Micro Jigs: The Newest, New Thing

Mike Iaconelli and John Crews
Mike Iaconelli and John Crews

It’s no secret that as bass fishing at all levels gets more and more popular the bass get harder and harder to catch. In some cases that’s because of cold, clear water. In others it’s because of pressure from boats and the noise they make or it might be because bass become conditioned to popular baits.

Regardless of the reason, however, we need to do something different if we expect to be consistently successful.

Looking for something different has led me to begin working with John Crews and Missile Baits on a new lure — the micro jig. They’re a ways away from production as of right now but we hope to have them ready to go sometime later this year.

We’re thinking they’ll weigh 1/32-ounce on the light end and maybe 3/16 on the heavier side. That’s really small by bass lure standards but we wanted something specifically designed for bigger bass in cold water, clear water or something that would generate strikes under extreme pressure and conditioned situations.

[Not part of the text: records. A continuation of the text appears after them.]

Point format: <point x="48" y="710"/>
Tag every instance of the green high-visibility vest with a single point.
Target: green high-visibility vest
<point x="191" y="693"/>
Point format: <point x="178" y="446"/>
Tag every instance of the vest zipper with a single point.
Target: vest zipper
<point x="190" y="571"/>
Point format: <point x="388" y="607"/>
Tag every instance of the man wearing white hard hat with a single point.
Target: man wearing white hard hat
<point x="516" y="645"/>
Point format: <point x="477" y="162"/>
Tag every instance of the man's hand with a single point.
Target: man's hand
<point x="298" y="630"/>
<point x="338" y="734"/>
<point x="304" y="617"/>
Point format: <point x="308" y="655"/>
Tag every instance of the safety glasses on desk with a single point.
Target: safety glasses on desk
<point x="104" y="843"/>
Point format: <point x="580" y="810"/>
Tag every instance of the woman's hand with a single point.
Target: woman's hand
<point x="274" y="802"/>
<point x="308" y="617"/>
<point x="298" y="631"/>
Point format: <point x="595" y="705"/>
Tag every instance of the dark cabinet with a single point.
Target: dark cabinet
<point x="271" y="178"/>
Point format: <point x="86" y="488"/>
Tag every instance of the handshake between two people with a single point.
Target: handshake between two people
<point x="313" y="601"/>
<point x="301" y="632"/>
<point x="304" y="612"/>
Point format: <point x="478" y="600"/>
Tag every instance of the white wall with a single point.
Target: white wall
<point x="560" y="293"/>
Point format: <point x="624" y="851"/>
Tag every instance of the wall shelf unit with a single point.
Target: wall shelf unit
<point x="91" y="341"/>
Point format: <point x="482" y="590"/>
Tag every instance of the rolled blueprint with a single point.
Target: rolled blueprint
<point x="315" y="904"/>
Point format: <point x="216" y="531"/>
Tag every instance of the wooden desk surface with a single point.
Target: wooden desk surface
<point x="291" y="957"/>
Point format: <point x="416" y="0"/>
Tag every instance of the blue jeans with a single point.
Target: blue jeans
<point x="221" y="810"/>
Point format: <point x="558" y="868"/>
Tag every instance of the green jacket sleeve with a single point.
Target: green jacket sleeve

Weight that light creates its own problems, however. You can’t just make a smaller head. A scaled down version of a bigger model is useless. A head that small with a silicone skirt will perform differently than a heavy jig that’s identical in design. Basically what happens is that the skirt takes over the head. We’re not making a hair jig.

John Crews
John Crews

John was up at my place not too long ago and we tried several head designs on the lake by my house. With a little more tweaking — shave a little more off here and leave a little more on over there — we think we might have something going. If so, we’ll move on to the hook issue.

We want one big and strong enough to handle a good size bass but, with a jig that small, you have to be careful. The body isn’t heavy enough to handle much weight or size. Like the skirt, it’ll take over the head if you aren’t careful. We’re still working on the hook. That hasn’t been the   easy part of this project.

Another thing is that we want a fiber weedguard on our final product. Again, too much weight will ruin the jig and too little will be useless when it comes to avoiding hangups. And then, of course, we have to decide how stiff to make it, how long to make it and how many strands of material it should have. That’s a solvable problem once we have the head design, skirt and hook issues solved.

Once we get the design perfect, and we’ve selected a few introductory colors, we have to fish it hard on a variety of different lakes and rivers to make sure the fish like it. It doesn’t matter much if we’re happy with it. We need the fish to be happy with it.

Micro jigs are on the way. They will be the way of the future when conditions get tough.